The surge in online shopping means that there is an increased need for warehouse space and warehouse workers, and plans are already in motion to deliver extra capacity. Just recently, it was announced that Amazon built an 800,000 sq. ft distribution centre in Doncaster, creating up to 1,000 jobs. See the new Doncaster distribution hub.
Doncaster as a transport hub
Most distribution centres are scattered around the A1 in the middle of the UK, making places such as Doncaster an ideal location for distribution centres as these routes allow drivers to quickly make their way up and down the country to dispatch goods.
It is not only the road connections which make Doncaster an attractive transportation hub. Many people may not be aware that Doncaster has an airport and is the base for the private commercial rail network used for distribution known as Iport private transport rail network.
Iport have their own direct high-speed rail links to HS1, delivering goods all over the UK very quickly. Services such as same day Amazon Prime delivery service take full advantage, plus direct quick access to M1 motorway. See the video explanation.
Property investment in Doncaster to house Amazon warehouse staff
Property investment in Doncaster and surrounding towns has been popular with investors, as they cater to warehouse workers needing inexpensive housing close to their place of work. The growing jobs market also provides a more buoyant demand and returns can be lucrative if the correct property in the correct location is chosen. For the foreseeable future, we believe there will be sustained demand due to growing employment options in the region.

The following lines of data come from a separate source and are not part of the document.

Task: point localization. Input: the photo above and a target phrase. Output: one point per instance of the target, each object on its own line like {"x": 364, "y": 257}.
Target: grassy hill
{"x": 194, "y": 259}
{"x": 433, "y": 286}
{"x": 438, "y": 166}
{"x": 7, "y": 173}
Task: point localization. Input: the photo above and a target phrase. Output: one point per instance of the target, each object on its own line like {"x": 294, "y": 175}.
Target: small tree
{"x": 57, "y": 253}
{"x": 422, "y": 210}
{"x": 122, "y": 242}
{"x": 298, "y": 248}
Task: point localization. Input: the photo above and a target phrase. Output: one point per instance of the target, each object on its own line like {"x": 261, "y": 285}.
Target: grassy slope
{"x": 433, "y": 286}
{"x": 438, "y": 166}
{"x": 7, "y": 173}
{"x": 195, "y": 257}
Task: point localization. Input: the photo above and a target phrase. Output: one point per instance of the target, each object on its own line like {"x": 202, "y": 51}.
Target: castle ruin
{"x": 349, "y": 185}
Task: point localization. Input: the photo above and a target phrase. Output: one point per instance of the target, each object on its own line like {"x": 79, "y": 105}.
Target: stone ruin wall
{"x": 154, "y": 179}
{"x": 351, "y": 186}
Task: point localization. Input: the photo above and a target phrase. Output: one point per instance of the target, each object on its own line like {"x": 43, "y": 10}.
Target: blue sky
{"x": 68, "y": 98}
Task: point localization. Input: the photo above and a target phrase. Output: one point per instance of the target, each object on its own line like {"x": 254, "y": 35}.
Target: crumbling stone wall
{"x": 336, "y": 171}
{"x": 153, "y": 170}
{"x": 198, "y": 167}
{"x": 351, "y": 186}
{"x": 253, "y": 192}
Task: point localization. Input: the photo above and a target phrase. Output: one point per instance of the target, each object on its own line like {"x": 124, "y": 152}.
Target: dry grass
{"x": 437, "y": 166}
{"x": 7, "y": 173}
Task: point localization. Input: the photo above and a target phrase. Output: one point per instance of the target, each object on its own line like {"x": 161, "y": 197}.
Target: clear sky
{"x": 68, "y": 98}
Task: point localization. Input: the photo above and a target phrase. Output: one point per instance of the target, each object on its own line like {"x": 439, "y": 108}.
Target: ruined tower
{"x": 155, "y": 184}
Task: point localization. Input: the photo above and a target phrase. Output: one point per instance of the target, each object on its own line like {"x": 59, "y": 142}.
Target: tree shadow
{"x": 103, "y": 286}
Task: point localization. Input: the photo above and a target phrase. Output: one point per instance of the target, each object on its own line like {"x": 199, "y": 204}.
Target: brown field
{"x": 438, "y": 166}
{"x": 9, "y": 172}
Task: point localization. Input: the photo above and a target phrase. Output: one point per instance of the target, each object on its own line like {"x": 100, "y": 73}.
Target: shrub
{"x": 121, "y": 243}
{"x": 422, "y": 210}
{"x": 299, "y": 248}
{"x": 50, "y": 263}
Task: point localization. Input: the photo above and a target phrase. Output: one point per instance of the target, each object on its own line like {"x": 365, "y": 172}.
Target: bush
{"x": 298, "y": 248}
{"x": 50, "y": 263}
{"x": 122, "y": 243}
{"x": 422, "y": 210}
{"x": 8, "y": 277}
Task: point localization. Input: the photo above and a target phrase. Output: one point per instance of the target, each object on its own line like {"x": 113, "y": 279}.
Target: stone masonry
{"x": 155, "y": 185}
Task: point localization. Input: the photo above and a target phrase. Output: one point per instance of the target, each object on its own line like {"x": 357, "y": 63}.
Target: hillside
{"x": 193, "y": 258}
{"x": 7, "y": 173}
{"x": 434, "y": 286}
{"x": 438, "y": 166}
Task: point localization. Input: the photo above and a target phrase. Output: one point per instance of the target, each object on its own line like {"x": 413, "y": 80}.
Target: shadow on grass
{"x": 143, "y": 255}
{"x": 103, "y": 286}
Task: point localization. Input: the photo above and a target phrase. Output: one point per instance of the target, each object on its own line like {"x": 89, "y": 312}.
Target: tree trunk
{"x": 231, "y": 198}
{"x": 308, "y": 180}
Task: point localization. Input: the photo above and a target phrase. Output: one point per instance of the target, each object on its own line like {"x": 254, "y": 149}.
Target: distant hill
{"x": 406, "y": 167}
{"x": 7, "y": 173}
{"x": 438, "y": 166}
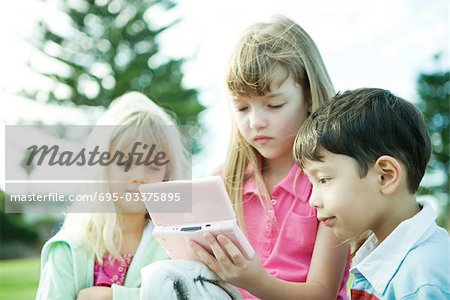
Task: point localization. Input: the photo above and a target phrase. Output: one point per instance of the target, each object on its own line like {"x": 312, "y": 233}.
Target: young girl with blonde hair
{"x": 99, "y": 255}
{"x": 276, "y": 78}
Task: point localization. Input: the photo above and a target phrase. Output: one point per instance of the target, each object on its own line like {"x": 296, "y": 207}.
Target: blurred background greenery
{"x": 112, "y": 47}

Of course, these workers will need somewhere to live. The bulk of the warehouse and distribution company jobs pay an average wage of £1600 per month. The jobs generally attract a younger employee. For several people, it may be the first time they have lived out their family home. There is an instant appeal for those first-time tenants, to want to rent a property which comes fully furnished. With affordability of rent being a key factor when deciding which rental property to select.
One opportunity is an HMO investment in Doncaster. The property will undergo renovation which takes approximately eight weeks and includes re-wiring the property and ensuring it meets HMO guidelines.

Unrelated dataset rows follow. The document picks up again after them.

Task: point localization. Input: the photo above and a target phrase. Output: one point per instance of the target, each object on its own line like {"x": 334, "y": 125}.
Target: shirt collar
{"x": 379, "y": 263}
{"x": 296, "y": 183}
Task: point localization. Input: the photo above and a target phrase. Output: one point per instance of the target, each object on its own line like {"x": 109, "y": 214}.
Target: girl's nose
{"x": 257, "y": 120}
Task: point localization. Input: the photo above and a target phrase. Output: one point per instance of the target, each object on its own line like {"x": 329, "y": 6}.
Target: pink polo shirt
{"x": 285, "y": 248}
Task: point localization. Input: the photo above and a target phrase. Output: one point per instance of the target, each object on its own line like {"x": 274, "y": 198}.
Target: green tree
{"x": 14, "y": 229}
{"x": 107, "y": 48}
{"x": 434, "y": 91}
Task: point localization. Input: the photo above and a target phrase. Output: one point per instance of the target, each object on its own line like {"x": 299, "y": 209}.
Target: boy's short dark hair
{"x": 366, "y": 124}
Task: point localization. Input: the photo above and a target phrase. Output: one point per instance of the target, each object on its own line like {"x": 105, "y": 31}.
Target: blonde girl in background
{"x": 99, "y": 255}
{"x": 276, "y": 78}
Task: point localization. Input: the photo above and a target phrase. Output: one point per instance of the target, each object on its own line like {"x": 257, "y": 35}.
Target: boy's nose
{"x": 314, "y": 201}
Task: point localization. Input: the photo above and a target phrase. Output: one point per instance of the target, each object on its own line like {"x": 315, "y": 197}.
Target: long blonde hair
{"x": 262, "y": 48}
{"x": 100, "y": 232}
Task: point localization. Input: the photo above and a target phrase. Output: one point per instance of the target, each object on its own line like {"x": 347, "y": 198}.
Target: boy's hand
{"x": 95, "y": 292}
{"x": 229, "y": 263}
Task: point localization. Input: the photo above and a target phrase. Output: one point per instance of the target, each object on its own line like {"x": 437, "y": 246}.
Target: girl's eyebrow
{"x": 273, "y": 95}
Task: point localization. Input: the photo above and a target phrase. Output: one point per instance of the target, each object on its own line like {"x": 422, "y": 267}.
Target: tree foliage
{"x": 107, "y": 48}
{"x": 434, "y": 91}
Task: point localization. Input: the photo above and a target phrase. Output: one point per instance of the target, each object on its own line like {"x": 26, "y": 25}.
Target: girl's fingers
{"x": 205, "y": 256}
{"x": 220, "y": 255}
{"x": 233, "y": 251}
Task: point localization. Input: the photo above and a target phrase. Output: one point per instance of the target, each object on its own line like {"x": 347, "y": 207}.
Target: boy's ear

A conservatory will be built which will be used as a living area, and existing living spaces will be converted into bedrooms. At the end of the renovation period, the house will present as a five-bedroom HMO. The developer has 25 years’ experience in the industry and investors have the option to view their operational properties before moving ahead with an investment.
The investment overall is £215,993 which includes the property, HMO licence and renovation costs. Upon completion, the investment will be advertised through spareroom.co.uk, and is usually tenanted within two weeks according to past performance of similar properties.

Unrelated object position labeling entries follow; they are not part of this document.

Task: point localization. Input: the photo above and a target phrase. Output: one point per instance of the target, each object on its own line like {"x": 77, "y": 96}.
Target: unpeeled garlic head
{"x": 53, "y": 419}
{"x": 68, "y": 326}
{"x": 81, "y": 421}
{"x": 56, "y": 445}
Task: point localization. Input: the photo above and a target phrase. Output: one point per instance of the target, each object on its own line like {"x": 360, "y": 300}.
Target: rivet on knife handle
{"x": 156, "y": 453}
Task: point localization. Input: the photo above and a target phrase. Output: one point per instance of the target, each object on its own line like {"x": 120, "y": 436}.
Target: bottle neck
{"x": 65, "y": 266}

Ongoing management will be provided in terms of tenanting and maintaining the property, so investors can enjoy the income an HMO generates without the hassle. The average yield achieved is between 10% – 16.46% depending on initial leverage. Investors can also achieve a 15% return on cash invested.
The property itself is close to shops and other amenities and benefits from excellent commuter links. It is also close to Amazon’s warehouses and Lidl’s HQ, making it an ideal home for warehouse workers or those working in Doncaster.
The rising popularity of online shopping has providing the foundations for a buoyant property market near distribution hubs. Investors will have access to a workforce who require accommodation in the area, and a thriving employment market will allow for steady occupancy levels.